De vraag naar intelligentie in voertuigsystemen stijgt, mogelijk gemaakt door de toenemende rekenkracht van low-cost, robuuste controllers. Hiermee verschuift ook het gebruikte operating systeem voor de software in deze controllers steeds vaker naar Linux. Dit uit zich onder andere in de opkomst van initiatieven als Automotive Grade Linux (https://www.automotivelinux.org/), maar ook kleinere partijen maken in toenemende mate gebruik van moderne, krachtige microcontrollers met Linux als operating system. Het verhoogt de herbruikbaarheid van de in-house software en tegelijk kan er gebruik gemaakt worden van een snelgroeiende Linux georiënteerde (open-source) code base en support van een wereldwijde community van Linux gebruikers en ontwikkelaars. HAN heeft in diverse RAAK-mkb projecten (Fast&Curious, SMARTcode en COMBINE) tools ontwikkeld voor het modelgebaseerd ontwikkelen van software voor automotive regelsystemen, zie ook www.openMBD.com.

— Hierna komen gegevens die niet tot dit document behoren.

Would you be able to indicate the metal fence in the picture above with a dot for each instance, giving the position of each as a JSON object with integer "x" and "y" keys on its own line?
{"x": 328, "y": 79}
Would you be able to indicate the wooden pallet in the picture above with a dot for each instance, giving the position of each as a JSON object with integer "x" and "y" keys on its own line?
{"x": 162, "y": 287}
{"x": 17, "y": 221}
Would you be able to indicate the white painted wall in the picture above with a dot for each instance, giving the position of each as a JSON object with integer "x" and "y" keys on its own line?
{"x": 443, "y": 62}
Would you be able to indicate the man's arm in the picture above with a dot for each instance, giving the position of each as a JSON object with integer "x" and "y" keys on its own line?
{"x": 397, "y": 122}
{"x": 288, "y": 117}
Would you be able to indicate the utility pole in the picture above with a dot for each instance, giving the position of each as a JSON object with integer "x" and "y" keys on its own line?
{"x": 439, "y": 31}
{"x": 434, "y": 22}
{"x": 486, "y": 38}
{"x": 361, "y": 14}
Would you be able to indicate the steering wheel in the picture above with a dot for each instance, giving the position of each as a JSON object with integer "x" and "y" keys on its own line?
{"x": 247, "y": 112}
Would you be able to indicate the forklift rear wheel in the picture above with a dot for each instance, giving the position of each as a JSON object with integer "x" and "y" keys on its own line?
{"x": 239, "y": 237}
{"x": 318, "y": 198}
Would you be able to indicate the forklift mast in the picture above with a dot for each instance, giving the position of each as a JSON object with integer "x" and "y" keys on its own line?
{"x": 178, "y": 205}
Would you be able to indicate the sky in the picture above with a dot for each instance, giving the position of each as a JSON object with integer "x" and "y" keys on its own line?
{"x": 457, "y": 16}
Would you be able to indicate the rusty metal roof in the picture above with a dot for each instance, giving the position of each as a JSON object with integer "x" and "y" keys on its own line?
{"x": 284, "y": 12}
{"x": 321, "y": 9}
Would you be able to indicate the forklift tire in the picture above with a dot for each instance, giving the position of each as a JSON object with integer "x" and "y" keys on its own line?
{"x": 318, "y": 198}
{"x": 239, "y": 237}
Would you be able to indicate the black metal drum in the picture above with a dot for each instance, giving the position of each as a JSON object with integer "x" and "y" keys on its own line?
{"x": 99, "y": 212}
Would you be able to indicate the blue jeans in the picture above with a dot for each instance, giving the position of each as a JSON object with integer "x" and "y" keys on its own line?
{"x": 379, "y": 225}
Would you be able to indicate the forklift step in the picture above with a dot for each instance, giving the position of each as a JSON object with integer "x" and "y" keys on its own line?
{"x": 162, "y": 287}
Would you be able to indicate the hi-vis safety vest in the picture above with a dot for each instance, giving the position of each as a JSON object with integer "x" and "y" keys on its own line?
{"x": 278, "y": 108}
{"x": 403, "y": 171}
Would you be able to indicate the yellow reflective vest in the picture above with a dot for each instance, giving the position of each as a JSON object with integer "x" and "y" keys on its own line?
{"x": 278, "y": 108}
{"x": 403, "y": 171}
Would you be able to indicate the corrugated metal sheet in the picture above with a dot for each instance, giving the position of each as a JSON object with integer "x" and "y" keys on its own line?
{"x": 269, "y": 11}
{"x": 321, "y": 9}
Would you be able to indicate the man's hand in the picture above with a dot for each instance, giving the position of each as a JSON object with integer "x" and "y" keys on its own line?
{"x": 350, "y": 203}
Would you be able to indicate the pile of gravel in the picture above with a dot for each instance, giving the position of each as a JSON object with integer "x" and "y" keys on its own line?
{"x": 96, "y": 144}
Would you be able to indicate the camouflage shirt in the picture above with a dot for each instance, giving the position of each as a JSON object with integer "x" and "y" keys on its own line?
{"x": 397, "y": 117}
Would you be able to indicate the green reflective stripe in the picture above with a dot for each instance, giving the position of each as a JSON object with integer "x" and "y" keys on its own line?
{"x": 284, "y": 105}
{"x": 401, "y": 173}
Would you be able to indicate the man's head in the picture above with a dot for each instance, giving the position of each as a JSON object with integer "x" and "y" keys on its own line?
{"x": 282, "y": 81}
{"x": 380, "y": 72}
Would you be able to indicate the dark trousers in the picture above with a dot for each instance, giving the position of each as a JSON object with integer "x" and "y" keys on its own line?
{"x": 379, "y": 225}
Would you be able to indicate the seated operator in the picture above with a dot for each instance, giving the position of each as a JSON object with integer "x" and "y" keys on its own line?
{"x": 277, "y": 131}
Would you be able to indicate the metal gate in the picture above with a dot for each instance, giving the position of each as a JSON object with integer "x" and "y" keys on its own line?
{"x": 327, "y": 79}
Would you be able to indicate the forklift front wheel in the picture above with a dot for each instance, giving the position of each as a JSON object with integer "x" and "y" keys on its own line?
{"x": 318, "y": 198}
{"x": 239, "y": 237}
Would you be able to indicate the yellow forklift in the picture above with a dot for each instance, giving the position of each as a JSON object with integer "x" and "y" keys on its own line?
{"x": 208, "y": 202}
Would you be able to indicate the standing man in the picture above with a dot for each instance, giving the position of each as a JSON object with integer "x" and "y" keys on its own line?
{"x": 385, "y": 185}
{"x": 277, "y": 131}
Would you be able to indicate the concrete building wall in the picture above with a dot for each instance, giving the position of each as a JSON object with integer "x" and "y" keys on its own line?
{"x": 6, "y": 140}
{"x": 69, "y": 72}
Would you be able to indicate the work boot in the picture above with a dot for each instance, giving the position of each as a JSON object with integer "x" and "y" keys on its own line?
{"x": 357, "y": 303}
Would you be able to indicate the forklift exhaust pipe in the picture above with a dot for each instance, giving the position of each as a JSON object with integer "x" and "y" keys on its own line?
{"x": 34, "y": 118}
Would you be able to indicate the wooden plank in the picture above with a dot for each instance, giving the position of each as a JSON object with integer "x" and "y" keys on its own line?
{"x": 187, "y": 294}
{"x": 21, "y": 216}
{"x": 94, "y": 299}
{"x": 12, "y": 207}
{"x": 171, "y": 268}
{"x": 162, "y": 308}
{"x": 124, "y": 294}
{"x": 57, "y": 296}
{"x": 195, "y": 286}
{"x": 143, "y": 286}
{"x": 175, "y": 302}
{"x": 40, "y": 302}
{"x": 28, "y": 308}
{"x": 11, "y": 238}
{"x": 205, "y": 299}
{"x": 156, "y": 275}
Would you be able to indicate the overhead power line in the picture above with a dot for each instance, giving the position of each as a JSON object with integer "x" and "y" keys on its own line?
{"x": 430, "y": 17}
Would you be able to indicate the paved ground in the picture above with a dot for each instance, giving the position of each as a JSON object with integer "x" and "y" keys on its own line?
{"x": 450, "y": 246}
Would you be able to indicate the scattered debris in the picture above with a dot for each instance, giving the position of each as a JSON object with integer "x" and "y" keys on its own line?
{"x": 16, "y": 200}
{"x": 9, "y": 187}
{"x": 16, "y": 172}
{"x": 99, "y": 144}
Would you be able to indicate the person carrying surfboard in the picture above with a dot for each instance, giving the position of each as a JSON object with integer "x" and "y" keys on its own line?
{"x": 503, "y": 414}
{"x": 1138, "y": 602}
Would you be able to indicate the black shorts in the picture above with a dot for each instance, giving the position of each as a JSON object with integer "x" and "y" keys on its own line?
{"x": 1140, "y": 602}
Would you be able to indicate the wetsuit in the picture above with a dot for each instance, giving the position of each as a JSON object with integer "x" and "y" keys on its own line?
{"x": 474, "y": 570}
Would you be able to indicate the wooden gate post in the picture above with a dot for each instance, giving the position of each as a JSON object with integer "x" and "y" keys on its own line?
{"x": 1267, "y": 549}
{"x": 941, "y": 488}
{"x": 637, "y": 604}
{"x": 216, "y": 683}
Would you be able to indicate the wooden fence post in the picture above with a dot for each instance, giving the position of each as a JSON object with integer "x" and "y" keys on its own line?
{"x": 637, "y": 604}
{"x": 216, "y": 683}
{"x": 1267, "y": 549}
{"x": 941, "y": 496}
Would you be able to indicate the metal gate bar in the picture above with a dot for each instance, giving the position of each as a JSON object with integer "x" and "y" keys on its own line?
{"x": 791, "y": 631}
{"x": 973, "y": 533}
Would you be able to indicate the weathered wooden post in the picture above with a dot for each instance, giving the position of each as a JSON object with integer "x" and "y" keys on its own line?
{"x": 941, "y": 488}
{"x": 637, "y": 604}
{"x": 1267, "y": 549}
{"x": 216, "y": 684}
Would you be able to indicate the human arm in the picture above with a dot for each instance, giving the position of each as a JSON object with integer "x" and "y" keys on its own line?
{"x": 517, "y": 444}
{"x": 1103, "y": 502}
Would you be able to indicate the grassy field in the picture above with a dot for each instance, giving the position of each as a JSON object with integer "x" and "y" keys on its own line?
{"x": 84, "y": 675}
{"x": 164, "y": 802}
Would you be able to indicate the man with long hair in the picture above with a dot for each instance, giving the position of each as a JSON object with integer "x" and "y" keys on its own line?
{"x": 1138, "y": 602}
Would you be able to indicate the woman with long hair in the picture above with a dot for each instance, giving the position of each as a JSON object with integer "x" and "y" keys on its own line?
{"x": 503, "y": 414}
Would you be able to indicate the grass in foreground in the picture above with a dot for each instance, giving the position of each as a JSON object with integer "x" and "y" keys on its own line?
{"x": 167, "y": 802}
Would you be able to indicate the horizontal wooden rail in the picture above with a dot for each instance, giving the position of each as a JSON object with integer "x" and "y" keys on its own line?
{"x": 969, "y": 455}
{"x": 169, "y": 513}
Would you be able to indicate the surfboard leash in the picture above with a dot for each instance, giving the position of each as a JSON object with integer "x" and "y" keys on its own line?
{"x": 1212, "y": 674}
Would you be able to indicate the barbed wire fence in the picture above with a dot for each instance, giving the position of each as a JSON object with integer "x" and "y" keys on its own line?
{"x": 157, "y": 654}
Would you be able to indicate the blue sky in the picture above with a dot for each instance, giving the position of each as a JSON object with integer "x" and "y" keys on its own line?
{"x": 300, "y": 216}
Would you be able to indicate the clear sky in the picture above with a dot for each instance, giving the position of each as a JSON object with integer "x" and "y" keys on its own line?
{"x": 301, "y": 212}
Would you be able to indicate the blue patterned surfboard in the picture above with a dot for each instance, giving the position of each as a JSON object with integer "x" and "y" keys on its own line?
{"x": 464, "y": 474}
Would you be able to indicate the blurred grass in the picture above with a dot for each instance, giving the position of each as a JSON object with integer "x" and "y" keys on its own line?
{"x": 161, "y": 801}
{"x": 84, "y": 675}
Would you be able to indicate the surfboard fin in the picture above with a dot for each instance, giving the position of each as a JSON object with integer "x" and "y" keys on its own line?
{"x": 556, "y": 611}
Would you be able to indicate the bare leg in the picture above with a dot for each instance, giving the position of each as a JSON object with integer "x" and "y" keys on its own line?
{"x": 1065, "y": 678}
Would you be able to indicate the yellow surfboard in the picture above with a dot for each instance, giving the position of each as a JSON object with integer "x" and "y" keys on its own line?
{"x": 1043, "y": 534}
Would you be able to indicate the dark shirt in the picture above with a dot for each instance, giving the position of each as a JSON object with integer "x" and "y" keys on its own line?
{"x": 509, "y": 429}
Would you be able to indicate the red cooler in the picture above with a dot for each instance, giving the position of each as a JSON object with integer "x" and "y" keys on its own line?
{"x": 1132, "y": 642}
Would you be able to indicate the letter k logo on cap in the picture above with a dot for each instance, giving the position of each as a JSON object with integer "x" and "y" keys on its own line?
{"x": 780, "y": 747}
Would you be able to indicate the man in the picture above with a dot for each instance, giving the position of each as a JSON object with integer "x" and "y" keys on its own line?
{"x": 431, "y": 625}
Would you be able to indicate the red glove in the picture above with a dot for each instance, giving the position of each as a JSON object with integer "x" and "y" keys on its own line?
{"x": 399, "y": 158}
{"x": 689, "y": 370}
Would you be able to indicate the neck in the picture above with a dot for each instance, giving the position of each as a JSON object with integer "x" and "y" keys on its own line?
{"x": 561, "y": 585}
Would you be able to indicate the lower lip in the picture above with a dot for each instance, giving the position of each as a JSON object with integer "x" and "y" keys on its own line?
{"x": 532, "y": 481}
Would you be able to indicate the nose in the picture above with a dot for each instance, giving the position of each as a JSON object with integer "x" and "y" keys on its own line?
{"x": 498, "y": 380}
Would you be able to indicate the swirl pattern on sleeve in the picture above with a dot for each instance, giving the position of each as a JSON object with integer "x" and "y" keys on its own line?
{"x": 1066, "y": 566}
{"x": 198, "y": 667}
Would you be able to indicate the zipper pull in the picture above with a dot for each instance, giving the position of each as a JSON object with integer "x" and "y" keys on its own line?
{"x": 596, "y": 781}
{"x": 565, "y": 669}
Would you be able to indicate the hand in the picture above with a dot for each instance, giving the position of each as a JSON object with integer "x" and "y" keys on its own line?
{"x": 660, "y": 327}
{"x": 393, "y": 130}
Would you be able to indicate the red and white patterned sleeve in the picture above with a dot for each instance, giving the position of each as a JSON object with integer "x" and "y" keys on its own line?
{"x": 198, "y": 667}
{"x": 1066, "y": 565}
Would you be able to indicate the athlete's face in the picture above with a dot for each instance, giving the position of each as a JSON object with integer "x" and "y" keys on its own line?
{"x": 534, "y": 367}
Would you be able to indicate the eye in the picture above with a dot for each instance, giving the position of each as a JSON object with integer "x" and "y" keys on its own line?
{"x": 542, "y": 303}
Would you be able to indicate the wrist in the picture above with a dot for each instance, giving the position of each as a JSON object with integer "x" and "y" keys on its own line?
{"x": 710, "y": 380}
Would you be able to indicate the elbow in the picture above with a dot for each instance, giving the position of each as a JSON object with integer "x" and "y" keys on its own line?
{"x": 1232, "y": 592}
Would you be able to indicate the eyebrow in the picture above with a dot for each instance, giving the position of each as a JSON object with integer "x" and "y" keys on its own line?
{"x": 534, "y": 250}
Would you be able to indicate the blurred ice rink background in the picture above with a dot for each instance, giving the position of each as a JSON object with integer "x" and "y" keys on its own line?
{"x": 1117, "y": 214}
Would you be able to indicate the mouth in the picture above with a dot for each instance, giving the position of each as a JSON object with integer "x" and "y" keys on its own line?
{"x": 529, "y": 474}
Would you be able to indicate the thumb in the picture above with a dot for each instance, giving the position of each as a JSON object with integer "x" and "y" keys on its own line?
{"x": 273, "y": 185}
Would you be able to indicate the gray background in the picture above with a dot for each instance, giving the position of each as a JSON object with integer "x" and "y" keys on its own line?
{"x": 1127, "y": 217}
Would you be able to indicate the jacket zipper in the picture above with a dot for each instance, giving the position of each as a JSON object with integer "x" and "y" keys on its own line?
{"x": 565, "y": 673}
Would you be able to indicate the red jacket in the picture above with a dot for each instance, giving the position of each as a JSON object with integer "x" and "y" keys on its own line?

Deze tools zijn reeds jaren in gebruik in onderwijs, onderzoek en bij een aantal marktpartijen en maken nog gebruik van een compact, ‘real-time’ operating systeem. Met MODAL willen we in een klein, slagvaardig consortium voorsorteren op het brede gebruik van Linux door support voor Linux toe te voegen en tegelijkertijd ook features in te bouwen voor remote connectie en data-georiënteerde toepassingen, die van toenemend belang zijn in de markt. De resulterende upgrade zal net als bestaande versies weer als open source oplossing worden gepubliceerd, waarmee we onderwijs, onderzoek en beroepspraktijk versterken. De ontwikkeling de huidige tools creëerde veel spin-off in praktijkgericht onderzoek en een verschuiving naar modelgebaseerde ontwikkeling bij marktpartijen in een diversiteit aan automotive en industriële toepassingen. Linux-gebruik creëert meer standaardisatie resulterend in een brede inzetbaarheid van de tools. De MODAL resultaten worden daarom gezien als startpunt voor veel vervolgonderzoek, enerzijds in toepassingen en anderzijds in verdere ontwikkeling van features in de tools. De resultaten zullen dan ook expliciet worden gedissemineerd in onderwijs, onderzoek en beroepspraktijk.